To investigate if diurnal cortisol variation is associated with nocturnal blood pressure (BP) dipping.
In this study, 302 healthy adults (51% female; average age 31 years) underwent 24-hour ambulatory BP assessment with BP measured randomly approximately every 20 minutes during waking hours and every hour during sleep. Salivary cortisol was obtained at five time points. Cortisol and BP have natural diurnal variations and disruptions in these diurnal variations are related to pathological conditions, such as greater risk for cardiovascular disease. A lack of a drop in cortisol from day to night and a lack of a drop in BP from waking to sleeping have both been associated with negative outcomes. It is not known, however, if diurnal variations in cortisol and BP are related, or if changes in cortisol from day to night influence BP dipping.

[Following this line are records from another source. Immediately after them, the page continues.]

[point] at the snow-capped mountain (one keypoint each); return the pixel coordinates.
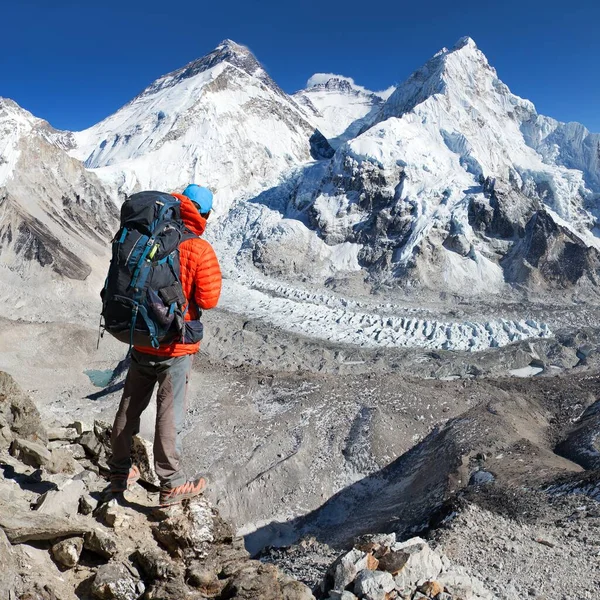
(220, 120)
(450, 183)
(450, 180)
(339, 106)
(56, 218)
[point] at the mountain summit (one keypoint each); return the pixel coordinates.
(220, 120)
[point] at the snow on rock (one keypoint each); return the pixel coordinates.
(318, 317)
(450, 142)
(338, 105)
(220, 121)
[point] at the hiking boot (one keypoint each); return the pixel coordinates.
(189, 489)
(119, 483)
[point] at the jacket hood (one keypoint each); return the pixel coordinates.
(190, 215)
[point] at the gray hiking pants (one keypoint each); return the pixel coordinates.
(172, 375)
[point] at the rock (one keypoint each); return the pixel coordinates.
(203, 578)
(64, 501)
(91, 443)
(62, 433)
(345, 595)
(81, 427)
(294, 590)
(117, 581)
(18, 412)
(143, 458)
(191, 528)
(393, 562)
(25, 526)
(101, 543)
(112, 514)
(422, 564)
(172, 590)
(459, 583)
(374, 585)
(255, 581)
(62, 461)
(76, 450)
(9, 568)
(87, 504)
(431, 589)
(481, 478)
(31, 453)
(155, 564)
(345, 569)
(67, 552)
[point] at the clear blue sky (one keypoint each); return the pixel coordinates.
(74, 63)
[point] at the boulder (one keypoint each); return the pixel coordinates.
(62, 434)
(374, 585)
(64, 501)
(345, 569)
(192, 528)
(255, 581)
(143, 458)
(67, 552)
(91, 444)
(31, 453)
(117, 581)
(101, 543)
(18, 412)
(422, 564)
(87, 504)
(25, 526)
(9, 568)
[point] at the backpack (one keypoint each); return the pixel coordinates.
(143, 303)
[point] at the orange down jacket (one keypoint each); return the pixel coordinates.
(200, 277)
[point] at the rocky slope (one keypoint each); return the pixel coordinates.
(62, 536)
(56, 219)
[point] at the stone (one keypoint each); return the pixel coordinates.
(25, 526)
(31, 453)
(431, 588)
(345, 595)
(62, 433)
(9, 568)
(393, 562)
(81, 427)
(459, 583)
(101, 543)
(294, 590)
(254, 581)
(67, 552)
(422, 564)
(18, 412)
(112, 514)
(117, 581)
(155, 564)
(64, 501)
(77, 451)
(143, 458)
(374, 585)
(345, 569)
(191, 528)
(62, 461)
(87, 504)
(91, 443)
(481, 478)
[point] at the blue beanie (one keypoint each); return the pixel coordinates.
(200, 196)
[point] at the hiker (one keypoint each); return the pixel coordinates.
(169, 363)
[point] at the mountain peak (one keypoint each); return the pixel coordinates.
(465, 42)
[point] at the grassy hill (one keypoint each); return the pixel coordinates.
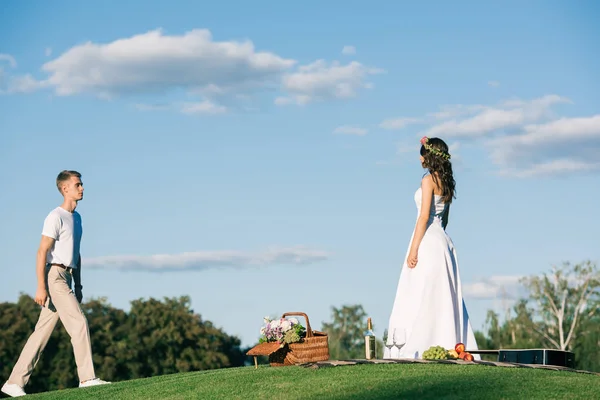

Diurnal cortisol variation was a significant predictor of BP dipping. Controlling for gender, body mass index, age, phase of menstrual cycle, sleep quality, morning cortisol, and daytime measures of the relevant cardiovascular assessments did not significantly affect the results. Cortisol variation was found to have a stronger relationship with BP dipping than any of the covariates measured.
Decreased diurnal variation in cortisol is associated with decreased diurnal variation in BP. Future studies could benefit from examining how these two variables interact in predicting disease outcomes.
BP = blood pressure;
SBP = systolic blood pressure;
DBP = diastolic blood pressure;
SES = socioeconomic status;
HPA = hypothalamic-pituitary adrenalcortical;
BMI = body mass index;
AUC = area under the curve.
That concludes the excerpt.